The joint review panel’s report on the project, written after months of public hearings throughout B.C. in 2012 and 2013, is heavily flawed and the federal government should not be used as a basis on which to make a decision, say the scientists.
“The Canadian electorate expected the JRP ruling to present a balanced and appropriate consideration of the risks and benefits of the project, drawing upon the best available evidence,” the letter states.
The National Energy Board announced that it had approved the pipeline project on December 19, 2013. The federal government is expected to make a final decision on whether the project can proceed within the next few weeks.

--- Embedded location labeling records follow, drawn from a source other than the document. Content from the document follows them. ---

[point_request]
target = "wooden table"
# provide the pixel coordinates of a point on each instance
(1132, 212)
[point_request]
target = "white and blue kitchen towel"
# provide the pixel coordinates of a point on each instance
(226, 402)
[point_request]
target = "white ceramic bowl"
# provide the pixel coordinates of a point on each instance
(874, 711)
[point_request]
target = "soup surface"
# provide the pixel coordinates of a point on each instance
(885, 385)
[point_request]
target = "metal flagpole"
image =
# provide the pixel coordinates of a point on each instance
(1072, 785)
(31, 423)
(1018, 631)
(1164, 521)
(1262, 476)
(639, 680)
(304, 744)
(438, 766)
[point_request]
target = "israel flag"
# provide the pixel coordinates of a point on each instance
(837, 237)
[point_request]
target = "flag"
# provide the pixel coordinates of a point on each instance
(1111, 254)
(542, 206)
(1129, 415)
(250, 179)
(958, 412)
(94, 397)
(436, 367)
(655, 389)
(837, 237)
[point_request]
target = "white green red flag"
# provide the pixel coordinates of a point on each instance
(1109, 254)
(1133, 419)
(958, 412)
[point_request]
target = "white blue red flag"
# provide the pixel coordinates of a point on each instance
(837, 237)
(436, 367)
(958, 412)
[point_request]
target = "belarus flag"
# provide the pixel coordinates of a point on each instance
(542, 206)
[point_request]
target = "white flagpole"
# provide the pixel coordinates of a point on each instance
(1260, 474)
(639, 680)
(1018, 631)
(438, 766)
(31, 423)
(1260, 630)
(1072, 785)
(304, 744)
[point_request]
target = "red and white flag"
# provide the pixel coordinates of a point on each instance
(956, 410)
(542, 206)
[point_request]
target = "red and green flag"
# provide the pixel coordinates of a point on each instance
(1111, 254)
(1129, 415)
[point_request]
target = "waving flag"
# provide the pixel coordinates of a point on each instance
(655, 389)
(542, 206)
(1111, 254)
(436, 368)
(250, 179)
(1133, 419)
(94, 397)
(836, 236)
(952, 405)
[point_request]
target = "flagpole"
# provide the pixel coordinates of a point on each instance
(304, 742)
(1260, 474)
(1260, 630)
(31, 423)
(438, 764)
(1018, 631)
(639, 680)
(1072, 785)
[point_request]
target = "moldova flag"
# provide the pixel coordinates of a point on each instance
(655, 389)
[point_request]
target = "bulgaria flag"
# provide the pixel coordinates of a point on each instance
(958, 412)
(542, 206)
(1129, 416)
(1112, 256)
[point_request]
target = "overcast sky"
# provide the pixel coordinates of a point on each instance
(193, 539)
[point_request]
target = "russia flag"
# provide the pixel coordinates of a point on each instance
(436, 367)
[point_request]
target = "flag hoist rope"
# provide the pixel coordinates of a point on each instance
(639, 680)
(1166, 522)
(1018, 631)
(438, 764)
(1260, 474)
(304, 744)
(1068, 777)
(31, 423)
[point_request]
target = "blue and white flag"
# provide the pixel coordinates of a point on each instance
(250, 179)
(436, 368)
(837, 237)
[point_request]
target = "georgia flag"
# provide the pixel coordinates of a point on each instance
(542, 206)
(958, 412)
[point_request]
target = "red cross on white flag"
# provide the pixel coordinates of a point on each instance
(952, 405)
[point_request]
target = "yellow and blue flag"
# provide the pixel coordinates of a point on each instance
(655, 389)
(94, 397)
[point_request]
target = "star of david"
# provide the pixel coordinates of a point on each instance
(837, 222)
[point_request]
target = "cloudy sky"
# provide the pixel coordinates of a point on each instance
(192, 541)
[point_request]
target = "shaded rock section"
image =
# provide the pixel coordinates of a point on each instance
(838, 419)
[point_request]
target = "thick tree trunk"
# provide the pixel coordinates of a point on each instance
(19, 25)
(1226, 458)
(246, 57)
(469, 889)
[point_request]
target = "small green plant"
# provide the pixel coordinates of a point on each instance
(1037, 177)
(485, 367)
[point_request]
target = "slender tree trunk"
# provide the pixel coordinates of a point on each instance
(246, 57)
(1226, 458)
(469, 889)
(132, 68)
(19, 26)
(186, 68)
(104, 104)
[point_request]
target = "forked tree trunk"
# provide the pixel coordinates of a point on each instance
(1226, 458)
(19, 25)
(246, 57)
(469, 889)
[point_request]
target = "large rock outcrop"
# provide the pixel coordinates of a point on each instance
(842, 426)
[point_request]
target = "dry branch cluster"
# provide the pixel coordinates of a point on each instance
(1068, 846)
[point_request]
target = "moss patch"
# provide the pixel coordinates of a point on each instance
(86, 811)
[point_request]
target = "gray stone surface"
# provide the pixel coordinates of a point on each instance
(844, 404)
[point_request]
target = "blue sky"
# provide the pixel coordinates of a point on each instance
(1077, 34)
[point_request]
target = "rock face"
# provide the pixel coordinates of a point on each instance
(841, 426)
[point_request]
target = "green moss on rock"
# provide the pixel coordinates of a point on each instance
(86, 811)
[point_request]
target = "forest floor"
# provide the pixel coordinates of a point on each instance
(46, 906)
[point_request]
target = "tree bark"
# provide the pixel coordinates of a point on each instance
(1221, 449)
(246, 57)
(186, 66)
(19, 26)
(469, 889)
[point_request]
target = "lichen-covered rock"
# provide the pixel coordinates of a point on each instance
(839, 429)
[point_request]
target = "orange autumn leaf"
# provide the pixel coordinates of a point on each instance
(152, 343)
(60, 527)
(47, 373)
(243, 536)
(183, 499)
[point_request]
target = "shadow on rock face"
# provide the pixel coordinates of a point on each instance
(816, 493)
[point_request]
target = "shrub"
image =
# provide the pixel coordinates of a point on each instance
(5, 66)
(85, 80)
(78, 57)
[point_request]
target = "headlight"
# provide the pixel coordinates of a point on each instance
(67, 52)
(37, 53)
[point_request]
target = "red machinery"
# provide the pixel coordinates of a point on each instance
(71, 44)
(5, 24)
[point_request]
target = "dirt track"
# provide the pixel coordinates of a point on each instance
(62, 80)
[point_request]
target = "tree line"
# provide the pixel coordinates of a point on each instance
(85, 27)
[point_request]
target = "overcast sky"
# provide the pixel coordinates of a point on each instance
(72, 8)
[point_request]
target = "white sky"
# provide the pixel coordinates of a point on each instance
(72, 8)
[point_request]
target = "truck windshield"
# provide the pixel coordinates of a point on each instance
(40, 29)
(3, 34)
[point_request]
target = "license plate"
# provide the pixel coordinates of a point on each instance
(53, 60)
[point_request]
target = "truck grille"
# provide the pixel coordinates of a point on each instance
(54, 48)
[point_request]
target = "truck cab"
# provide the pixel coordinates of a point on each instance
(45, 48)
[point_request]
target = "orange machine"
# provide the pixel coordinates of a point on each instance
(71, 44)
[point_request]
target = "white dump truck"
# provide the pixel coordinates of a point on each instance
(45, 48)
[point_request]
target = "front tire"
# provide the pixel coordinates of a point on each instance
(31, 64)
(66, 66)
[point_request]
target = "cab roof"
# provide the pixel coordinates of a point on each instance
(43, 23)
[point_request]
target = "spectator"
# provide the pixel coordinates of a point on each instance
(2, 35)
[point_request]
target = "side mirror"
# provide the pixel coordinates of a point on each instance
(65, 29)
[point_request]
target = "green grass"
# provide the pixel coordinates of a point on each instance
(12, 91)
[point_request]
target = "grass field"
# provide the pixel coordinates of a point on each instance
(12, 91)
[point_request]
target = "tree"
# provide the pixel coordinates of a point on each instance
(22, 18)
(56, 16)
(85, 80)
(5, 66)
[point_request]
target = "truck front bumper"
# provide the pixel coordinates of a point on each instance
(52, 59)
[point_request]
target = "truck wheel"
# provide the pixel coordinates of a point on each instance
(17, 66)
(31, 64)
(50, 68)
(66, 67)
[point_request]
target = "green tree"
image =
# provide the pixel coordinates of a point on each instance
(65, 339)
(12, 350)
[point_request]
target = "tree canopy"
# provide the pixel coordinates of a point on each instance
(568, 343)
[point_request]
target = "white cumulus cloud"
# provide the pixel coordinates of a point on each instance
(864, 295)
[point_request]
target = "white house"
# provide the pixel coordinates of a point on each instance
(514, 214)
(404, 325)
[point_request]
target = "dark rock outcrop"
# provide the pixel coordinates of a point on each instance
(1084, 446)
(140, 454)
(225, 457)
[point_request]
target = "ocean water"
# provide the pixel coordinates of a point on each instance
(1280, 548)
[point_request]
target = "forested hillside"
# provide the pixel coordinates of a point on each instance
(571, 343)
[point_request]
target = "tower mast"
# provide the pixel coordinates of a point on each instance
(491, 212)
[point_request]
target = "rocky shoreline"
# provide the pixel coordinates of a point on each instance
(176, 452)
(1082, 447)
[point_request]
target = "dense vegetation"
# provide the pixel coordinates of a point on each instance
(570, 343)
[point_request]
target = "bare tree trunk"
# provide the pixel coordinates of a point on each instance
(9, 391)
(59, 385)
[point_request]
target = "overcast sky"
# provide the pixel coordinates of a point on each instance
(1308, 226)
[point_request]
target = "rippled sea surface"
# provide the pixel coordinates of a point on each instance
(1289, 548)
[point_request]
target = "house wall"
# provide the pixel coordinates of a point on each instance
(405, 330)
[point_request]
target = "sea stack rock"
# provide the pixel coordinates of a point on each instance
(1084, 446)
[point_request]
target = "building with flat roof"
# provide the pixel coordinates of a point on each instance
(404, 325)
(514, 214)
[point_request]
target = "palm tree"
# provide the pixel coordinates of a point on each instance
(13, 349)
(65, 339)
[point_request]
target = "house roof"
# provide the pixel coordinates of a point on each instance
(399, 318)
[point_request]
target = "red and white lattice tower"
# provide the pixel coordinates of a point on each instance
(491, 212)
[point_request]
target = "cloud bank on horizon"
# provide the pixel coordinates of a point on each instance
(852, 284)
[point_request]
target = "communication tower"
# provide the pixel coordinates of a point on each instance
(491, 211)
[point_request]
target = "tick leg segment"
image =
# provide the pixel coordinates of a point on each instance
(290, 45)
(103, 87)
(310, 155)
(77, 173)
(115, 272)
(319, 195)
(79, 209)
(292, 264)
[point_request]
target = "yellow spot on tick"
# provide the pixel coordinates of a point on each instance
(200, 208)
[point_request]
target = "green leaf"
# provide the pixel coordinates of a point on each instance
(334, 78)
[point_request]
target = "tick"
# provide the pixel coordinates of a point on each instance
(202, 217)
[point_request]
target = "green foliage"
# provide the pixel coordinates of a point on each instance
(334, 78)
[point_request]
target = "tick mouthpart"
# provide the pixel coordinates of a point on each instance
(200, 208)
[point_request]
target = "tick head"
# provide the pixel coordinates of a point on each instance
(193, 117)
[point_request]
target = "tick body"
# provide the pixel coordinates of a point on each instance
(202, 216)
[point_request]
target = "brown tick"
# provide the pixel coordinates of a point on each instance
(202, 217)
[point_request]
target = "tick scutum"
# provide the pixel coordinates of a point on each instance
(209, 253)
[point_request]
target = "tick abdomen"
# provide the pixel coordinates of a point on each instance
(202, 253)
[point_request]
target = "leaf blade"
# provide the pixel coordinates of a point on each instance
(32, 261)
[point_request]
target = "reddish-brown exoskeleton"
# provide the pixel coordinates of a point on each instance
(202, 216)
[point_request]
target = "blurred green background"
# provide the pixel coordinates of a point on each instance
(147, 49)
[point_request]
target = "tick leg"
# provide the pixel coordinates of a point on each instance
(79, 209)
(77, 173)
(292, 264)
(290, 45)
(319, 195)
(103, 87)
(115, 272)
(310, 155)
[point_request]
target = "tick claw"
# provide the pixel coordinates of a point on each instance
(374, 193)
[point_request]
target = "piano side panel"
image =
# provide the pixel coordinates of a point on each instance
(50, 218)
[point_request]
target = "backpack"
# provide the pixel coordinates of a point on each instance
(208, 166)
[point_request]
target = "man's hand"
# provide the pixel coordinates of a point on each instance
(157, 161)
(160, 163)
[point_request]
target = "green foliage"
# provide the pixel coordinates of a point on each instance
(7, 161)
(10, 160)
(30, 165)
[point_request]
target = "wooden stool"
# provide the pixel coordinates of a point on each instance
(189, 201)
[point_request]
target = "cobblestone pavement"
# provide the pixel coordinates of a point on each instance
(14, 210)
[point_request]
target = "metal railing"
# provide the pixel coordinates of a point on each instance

Enbridge’s Northern Gateway pipeline would transport bitumen from Alberta’s oil sands to Kitimat, where it would be exported by tanker to Asia. First Nations and environmental groups oppose the project on environmental grounds, saying a marine oil spill in North Coast waters would be especially devastating.
The report is flawed for five reasons, says the group of scientists: it failed to articulate the rationale for its findings; it considered a narrow set of risks against a broad set of economic benefits; it relied on information from Enbridge without an outside review; it contradicted scientific information in official government documents; and it treated uncertain risks as unimportant risks, and assumed they would be negated by Enbridge’s yet-to-be-developed mitigation measures.
“The JRP’s conclusion — that Canadians would be better off with than without the Northern Gateway Project given all ‘environmental, social and economic considerations’ — stands unsupported,” says the letter.
B.C. Premier Christy Clark has set five conditions that must be met before the province will support the project. The federal government’s recent announcement that pipeline operators must carry up to $1 billion in insurance costs in case of an oil spill is the same amount the B.C. government insisted Enbridge carry as part of the five conditions.